Jmpy is an analysis library created to simplify common plotting and modeling tasks. Simplicity, a common plotting signature, and ease of use are preferred over flexibility.
The goal is to create mini-reports with each function for better visualization of data.
Currently, there are three modules: plotting, modeling, and bayes.
Plotting is used to make pretty graphs, and modeling is used to anaylyze data with visual output.
Bayes is currenlty in development to support easy bayesian analysis and plotting, relying on significant assumptions about the underlaying data.
This module relies heavily on statsmodels, patsy, pymc, and pandas.
Overview
Plotting
%load_ext autoreload
%autoreload 2
%matplotlib inline
import numpy as np
import pandas as pd
import matplotlib.pyplot as plt
plt.style.use('bmh')
import jmpy.plotting as jp
import jmpy.modeling as jm
import warnings
warnings.filterwarnings('ignore')
The autoreload extension is already loaded. To reload it, use:
%reload_ext autoreload
Create some artifical data for our analysis:
nsamples = 250
xc = np.linspace(0, 100, nsamples)
xc2 = xc**2
xd = np.random.choice([1, 3, 5, 7], nsamples)
xe = np.random.choice([10, 30, 50], nsamples)
xf = np.random.choice([.1, .4], nsamples)
xg = np.random.normal(size=nsamples)*15
X = np.column_stack((xc, xc2, xd, xe))
beta = np.array([1, .01, 17, .001])
e = np.random.normal(size=nsamples)*10
ytrue = np.dot(X, beta)
y = ytrue + e
data = {}
data['xc'] = xc
data['xc2'] = xc2
data['xd'] = xd
data['xe'] = xe
data['xf'] = xf
data['xg'] = xg
data['y'] = y
data['ytrue'] = ytrue
df = pd.DataFrame.from_dict(data)
df.head()
xc | xc2 | xd | xe | xf | xg | y | ytrue | |
---|---|---|---|---|---|---|---|---|
0 | 0.000000 | 0.000000 | 3 | 50 | 0.4 | -9.081563 | 69.428600 | 51.050000 |
1 | 0.401606 | 0.161288 | 3 | 50 | 0.1 | 5.957173 | 66.168140 | 51.453219 |
2 | 0.803213 | 0.645151 | 7 | 10 | 0.1 | -1.048492 | 110.819879 | 119.819664 |
3 | 1.204819 | 1.451589 | 7 | 50 | 0.4 | -15.881455 | 111.754919 | 120.269335 |
4 | 1.606426 | 2.580604 | 3 | 50 | 0.4 | -19.796739 | 57.810824 | 52.682232 |
jp.histogram('y', df)
Lets start to visualize how our artifical data looks. First, plot a histogram of the results.

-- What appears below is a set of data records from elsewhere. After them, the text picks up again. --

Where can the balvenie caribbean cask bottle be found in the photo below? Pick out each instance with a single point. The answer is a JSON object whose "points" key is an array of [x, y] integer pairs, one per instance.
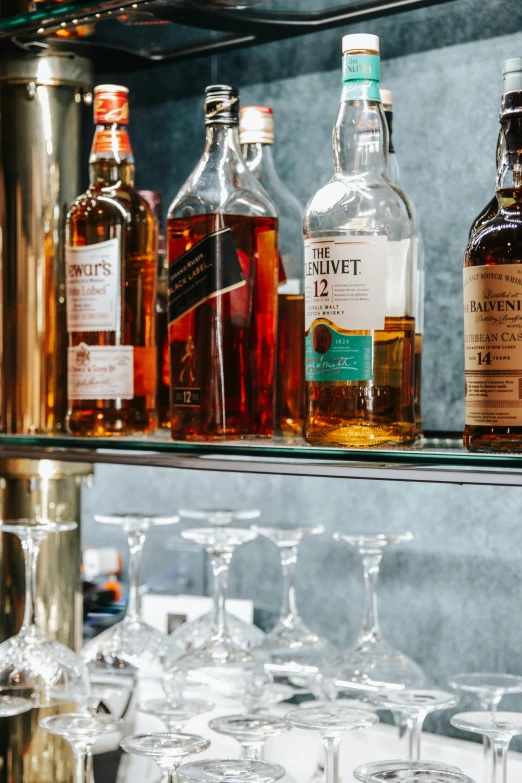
{"points": [[110, 257], [359, 278], [223, 275], [493, 295]]}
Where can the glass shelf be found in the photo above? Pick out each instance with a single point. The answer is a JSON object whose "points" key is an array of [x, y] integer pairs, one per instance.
{"points": [[440, 458], [157, 31]]}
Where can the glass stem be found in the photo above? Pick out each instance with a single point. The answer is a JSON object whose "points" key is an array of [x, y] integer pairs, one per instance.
{"points": [[414, 729], [288, 614], [499, 748], [371, 566], [331, 758], [136, 539], [83, 765], [220, 564], [31, 549]]}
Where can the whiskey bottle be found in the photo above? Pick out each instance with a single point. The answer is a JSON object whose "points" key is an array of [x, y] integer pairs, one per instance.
{"points": [[393, 170], [359, 278], [162, 319], [256, 135], [110, 259], [511, 82], [493, 305], [223, 275]]}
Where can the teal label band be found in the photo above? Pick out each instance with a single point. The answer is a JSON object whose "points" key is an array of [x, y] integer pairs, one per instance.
{"points": [[358, 68], [331, 356]]}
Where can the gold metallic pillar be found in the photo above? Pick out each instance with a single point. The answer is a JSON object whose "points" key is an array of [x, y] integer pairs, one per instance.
{"points": [[50, 489]]}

If you want to look at the data color coded by a categorical variable, you need to specify "legend":
jp.histogram('y', df, legend='xd', bins=50, cumprob=True)
You can also create cumprob plots:
jp.cumprob('y', df, legend='xd', marker='D')
Lets look at the data with a boxplot to see if there is any difference between the groups defined by xd:
fig = jp.boxplot(x='xd', y='y', data=df, legend='xd', cumprob=True)
fig
Violin plots can be created in the boxplot function:
fig = jp.boxplot(x='xd', y='y', data=df, legend='xd', cumprob=True, violin=True)
fig
You can also create a scatter plot with a fit.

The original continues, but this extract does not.